By 3.30 p.m. we had descended so far in the gorge of Chu kyok that patches of grass showed here and there amidst the snow, and I saw an alpine shrub called upala,[1] with large pink leaves at the top like those of the water-lily, waved in the wind, which had again begun to blow. The coolies now pushed rapidly ahead, leaving me far behind, but the gradual reappearance of grass, rhododendrons, and juniper bushes revived my spirits as I walked on, frequently halting to catch my breath. Continuing down the gorge through rhododendrons, junipers, and several species of prickly, sweet-scented shrubs, we finally reached, about dark, a great boulder, underneath which we camped. In front of it ran a brook about four feet wide, said to be the head-stream of the famous Kabili of Nepal, which receives the waters from the Chum-bok and the Semarum mountains.

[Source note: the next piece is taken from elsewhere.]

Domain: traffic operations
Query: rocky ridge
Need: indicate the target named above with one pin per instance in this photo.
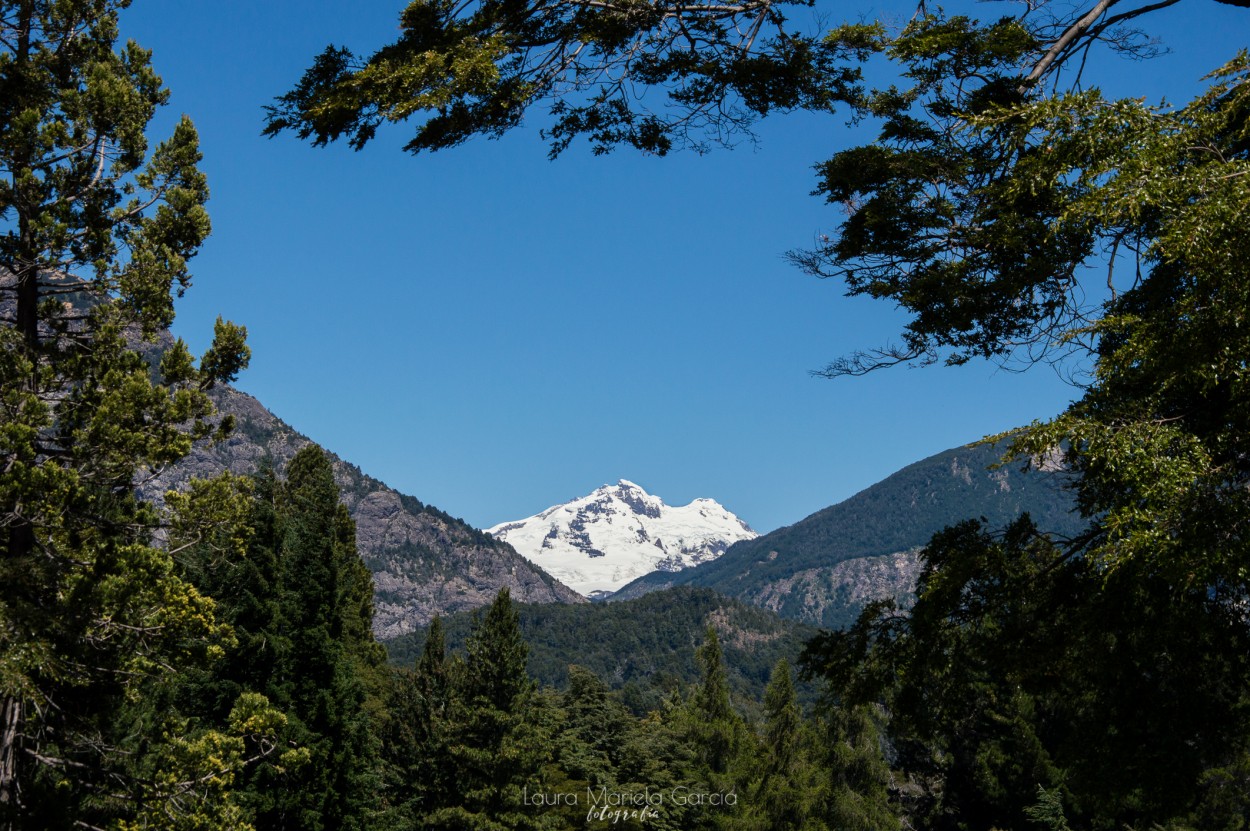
(425, 562)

November 21.—Though I still felt, when I awakened, greatly exhausted, I had to start without breakfast, as the coolies had left early, fearing lest the fine morning might be followed by a bad afternoon. Dressed very lightly in order to be able to climb more easily, I set out, following in Phurchung's footsteps. The trail at first presented no great difficulty, though it was continually up and down over mountain ridges five or six hundred feet high; but our previous day's experience made us think little of such a road. After a few miles we reached a kind of gateway lying between two rocky cliffs, where began the region of scanty vegetation that invariably is found just below the snow-line. Here we halted for a while and drank some tea; then, resuming our journey, we reached the summit of Semarum after a couple of hours of most trying climbing over ice and melting snow. The pass is protected to the south and west by a very rugged cliff resembling the outspread wings of an eagle both in colour and shape, and inspired me with a strange feeling of dread. Sitting on the summit of the pass, I enjoyed, though tired and unwell, the

  1. Utpala, or Udpala, is the blue lotus of India, also used medicinally. Mr. Jaeschke, 'Tib.-Engl. Diet.,' s.v., says, "In Lhadak this name seems to be transferred to Polemonium caeruleum."—(W. R.)